On March 27, 2014, the Rivne City Council declared the death of Oleksandr Muzychka a political murder and called on the Minister of Internal Affairs, Arsen Avakov, to resign.

On March 31, 2014, the Lutsk City Council declared the death of Oleksandr Muzychka a political murder and called on the Minister of Internal Affairs, Arsen Avakov, to resign.

On February 7, 2016, Mykhailo Medvedev was killed by the police.

On February 10, 2016, relatives of Mykhailo Medvedev picketed the Department of the Patrol Service with the slogan "We are against murderous cops!".

On February 13, 2016, protests against such police actions took place.

On May 31, 2019, the 5-year-old child of Kyrylo Tlyavov was shot dead by police officers.

On June 3, 2019, Kyrylo Tlyavov died.

On June 4, 2019, protest actions demanding the resignation of Arsen Avakov were held throughout Ukraine.

According to public activists, experts and mass media, during his tenure as a minister, Avakov assumed many powers. This applies, for example, to his intervention in the case of Serhiy Sternenko, which is being investigated by the Prosecutor General's Office and the Security Service of Ukraine. Also, according to Sternenko, the pro-Russian oligarchs Medvedchuk and Avakov are responsible for the attacks on him.

The lack of investigations of attacks against public activists and journalists, and first of all the investigation of the murder of Kateryna Handziuk, also serves as the reason for the series of actions "Avakov is the devil".

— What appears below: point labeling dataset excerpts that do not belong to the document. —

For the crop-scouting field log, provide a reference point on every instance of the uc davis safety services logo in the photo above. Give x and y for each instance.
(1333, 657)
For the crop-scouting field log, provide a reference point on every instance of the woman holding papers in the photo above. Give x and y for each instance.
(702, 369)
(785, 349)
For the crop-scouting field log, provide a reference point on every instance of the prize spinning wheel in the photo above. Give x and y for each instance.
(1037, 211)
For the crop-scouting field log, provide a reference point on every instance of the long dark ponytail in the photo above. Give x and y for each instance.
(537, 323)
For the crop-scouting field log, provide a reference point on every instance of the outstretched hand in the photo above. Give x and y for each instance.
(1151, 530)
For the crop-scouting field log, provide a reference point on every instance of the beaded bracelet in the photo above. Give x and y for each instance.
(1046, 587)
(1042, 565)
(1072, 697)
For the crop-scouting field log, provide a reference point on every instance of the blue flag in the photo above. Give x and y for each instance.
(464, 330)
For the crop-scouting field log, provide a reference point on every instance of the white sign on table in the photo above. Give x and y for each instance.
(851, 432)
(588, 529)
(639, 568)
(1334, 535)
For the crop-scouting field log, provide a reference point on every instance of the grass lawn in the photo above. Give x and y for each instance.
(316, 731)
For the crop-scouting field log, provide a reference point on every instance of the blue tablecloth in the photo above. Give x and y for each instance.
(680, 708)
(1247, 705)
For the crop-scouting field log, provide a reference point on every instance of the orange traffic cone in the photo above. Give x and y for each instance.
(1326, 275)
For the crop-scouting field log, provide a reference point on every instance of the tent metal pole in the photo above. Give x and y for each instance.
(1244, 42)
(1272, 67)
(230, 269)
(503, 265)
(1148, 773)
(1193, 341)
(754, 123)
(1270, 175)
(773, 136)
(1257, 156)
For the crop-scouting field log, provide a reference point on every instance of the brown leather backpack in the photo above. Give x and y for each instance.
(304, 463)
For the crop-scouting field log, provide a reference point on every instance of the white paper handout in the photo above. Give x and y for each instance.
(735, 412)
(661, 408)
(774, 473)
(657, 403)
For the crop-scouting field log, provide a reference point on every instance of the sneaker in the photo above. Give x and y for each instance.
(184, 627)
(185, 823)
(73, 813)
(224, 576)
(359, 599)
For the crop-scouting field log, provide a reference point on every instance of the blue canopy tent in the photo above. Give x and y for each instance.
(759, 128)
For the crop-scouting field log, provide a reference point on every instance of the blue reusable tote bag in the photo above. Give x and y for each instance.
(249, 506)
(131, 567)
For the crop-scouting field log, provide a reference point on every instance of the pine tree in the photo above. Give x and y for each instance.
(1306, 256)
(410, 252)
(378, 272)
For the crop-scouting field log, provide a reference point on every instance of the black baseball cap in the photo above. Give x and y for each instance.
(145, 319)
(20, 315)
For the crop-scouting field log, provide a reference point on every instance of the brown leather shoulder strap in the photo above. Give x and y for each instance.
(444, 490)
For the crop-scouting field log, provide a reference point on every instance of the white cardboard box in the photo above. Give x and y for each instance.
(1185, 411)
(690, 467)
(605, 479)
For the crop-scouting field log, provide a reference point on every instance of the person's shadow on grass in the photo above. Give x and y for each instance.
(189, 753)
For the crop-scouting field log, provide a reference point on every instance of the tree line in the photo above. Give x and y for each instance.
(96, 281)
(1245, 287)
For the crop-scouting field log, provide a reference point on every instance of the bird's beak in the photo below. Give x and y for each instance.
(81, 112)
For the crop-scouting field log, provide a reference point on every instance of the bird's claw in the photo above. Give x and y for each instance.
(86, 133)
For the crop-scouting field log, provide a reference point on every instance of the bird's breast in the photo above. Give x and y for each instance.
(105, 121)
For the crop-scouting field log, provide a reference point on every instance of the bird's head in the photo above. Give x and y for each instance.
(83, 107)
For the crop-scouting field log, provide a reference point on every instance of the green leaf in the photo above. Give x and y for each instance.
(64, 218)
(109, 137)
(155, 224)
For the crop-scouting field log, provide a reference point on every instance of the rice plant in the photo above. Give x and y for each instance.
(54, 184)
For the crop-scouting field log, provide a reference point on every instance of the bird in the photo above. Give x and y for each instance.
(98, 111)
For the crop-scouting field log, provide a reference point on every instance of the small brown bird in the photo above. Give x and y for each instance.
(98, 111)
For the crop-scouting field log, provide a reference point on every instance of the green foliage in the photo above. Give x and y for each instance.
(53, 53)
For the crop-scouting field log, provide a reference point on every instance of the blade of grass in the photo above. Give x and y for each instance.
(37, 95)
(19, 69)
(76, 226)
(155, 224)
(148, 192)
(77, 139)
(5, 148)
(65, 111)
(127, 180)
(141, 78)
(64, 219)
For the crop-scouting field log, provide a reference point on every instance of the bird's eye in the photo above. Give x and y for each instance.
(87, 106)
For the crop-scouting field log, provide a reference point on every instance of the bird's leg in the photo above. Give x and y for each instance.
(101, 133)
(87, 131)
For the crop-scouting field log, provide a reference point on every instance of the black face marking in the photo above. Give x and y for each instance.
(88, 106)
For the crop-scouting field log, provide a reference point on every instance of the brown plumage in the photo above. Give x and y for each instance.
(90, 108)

== Protests against Avakov ==
The first action took place on August 28, 2019, near the President's Office, when it became known that Avakov will head the Ministry of Internal Affairs in the newly appointed Honcharuk government.

On February 23, 2020, as a result of the excessive involvement of the Minister of Internal Affairs in solving problems related to the coronavirus, activists gathered in Kyiv for the "Get Avakovirus" campaign, which became part of the "Avakov is the devil" campaign.

June 5, 2020— during Avakov's report to the Parliament of Ukraine regarding the investigation into the police rape of a woman in Kaharlyk and the shooting in Brovary with the participation of 100 people, activists gathered in front of the Parliament under the slogans "Avakov is the devil".

May 18, 2020 — as part of protests against the imprisonment of activist Serhiy Sternenko, protesters gathered in Kyiv under the slogans "Avakov is the devil".

On June 18, 2020 — activists gathered for a rally outside the Verkhovna Rada, demanding Avakov's release from the office.